Antony And The Johnsons: The Crying Light

Einem Namen konnte man weder in den jüngsten Ausgaben deutscher Musikzeitschriften noch in den Feuilletons der letzten Wochen entkommen: Antony Hegarty. Der 1971 in Großbritannien geborene Musiker, der als Mann geboren wurde, aber auch Frau sein will (Stichwort: Transgender), ist durch und durch ein Exot. Wie er sich auf Fotos präsentiert (in schwarz gekleidet und bei wenig Licht), wie er singt (zwischen knabenhaft und androgyn) und in Bezug auf die vom ihm komponierte Musik. Dazu dann gleich mehr, denn gerade erschien mit “The Crying Light” (Rough Trade/Beggars Group/Indigo) das dritte Album von ihm und seiner Band Antony And The Johnsons. Es ist das Album nach dem internationalen Durchbruch, den er 2005 dank “I Am A Bird Now” feiern konnte.

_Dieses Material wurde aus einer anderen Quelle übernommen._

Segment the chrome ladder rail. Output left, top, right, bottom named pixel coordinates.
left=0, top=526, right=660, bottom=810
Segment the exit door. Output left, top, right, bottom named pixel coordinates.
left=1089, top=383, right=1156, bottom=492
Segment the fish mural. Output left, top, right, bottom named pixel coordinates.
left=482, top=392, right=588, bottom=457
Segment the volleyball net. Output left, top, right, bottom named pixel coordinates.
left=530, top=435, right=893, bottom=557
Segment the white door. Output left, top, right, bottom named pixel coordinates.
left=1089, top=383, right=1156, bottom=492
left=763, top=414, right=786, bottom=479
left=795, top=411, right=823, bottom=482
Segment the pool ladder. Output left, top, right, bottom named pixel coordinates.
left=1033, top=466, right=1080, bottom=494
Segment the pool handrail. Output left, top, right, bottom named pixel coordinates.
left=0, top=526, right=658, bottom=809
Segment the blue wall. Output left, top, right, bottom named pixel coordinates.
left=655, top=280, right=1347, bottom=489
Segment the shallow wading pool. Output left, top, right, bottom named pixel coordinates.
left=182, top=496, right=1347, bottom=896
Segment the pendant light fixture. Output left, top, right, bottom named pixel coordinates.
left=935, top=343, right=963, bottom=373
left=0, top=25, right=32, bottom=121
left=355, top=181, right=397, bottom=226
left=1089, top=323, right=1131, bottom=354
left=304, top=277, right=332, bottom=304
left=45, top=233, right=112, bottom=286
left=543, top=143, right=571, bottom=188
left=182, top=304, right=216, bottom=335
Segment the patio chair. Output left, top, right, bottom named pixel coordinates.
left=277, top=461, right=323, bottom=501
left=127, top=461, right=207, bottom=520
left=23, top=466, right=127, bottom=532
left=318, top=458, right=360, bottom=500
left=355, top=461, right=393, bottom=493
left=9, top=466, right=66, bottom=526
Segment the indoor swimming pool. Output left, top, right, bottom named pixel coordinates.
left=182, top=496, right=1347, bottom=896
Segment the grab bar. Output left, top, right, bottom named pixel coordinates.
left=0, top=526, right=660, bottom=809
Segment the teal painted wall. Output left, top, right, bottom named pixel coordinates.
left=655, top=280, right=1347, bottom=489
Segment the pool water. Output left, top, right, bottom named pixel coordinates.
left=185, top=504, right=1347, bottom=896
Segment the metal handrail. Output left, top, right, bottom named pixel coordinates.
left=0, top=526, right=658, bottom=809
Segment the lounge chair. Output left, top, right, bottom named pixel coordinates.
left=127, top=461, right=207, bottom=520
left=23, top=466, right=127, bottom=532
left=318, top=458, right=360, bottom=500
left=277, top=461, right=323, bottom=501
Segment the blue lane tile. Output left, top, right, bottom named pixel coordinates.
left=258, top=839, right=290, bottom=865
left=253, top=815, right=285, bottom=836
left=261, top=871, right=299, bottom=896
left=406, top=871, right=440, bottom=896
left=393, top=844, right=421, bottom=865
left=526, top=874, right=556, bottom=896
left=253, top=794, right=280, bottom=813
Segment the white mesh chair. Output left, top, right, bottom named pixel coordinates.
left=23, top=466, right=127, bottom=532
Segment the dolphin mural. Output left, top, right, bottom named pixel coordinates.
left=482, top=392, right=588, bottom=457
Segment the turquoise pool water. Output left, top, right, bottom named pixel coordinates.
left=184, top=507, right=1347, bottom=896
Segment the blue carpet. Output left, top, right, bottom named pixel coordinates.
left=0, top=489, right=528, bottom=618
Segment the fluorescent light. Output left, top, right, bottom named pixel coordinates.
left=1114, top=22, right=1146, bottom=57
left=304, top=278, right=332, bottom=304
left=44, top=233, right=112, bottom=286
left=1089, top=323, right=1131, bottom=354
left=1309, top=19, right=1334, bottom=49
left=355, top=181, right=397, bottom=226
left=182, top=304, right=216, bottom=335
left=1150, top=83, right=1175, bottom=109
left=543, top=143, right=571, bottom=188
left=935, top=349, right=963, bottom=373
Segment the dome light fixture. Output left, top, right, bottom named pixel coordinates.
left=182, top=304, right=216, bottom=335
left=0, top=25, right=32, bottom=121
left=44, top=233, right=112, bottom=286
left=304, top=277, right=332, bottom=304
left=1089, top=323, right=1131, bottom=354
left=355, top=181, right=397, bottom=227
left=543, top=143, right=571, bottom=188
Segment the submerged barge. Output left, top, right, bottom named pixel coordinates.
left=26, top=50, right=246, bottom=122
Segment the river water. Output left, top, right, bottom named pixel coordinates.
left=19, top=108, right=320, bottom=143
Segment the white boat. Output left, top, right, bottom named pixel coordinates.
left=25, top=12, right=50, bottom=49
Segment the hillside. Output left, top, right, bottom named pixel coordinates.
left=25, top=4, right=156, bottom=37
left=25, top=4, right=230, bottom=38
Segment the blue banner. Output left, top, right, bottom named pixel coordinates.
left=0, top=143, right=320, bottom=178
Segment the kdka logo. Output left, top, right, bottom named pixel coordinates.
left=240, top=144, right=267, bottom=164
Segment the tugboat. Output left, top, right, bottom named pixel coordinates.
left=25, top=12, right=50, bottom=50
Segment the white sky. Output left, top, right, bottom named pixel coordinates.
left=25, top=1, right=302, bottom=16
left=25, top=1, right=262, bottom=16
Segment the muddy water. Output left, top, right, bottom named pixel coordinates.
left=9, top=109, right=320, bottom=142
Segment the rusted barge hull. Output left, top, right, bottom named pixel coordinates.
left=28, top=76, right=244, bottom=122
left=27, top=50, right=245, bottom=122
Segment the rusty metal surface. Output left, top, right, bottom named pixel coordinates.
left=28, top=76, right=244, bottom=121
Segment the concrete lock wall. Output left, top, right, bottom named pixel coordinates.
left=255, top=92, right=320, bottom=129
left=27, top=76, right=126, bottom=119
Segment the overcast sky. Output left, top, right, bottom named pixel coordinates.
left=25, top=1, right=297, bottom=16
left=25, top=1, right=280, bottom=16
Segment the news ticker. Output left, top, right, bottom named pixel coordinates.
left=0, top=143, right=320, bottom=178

In den Jahren dazwischen war Hegarty alles andere als untätig: Er sang mit/für Björk, CocoRosie, Lou Reed, Marianne Faithfull und sogar Herbert Grönemeyer. Zudem war er mit dem Electro/House-Projekt Hercules And Love Affair beschäftigt.

Jetzt allerdings gilt Hegartys volle Aufmerksamkeit alleinig Antony And The Johnsons. Wieder schrieb er die Songs im Alleingang, und wieder hat seine Band aus seinen Ideen packende, äußerst zerbrechliche Lieder kreiert. Meist sind Cello, Violine, Piano und Bläser für die überpräsente Melancholie und die Dramatik in den Songs verantwortlich (“Daylight And The Sun”). Ihre Klänge in Kombination mit Hegartys markanter Stimme und ihrer außergewöhnlichen Intonation machen “The Crying Light” ungemein interessant und verleiten einen dazu, ganz genau hinzuhören und sich in Ruhe den Songs zu widmen. Selbst wenn wie in “Aeon” eine E-Gitarre die Melodie vorgibt, klingt das bei Hegarty anders als bei seinen Kollegen. Seine Musik ist – um es ganz deutlich zu sagen – einzigartig. Das erkannten bereits 2005 die Juroren des renommierten britischen Musikpreises “Mercury Music Prize”, die “I Am A Bird Now” zum besten Album des Jahres kürten. “Dies ist mit keinem Album, das ich vorher oder danach gehört habe, zu vergleichen”, sagte seinerzeit ein Juror. Gleiches könnte man getrost über “The Crying Light” sagen.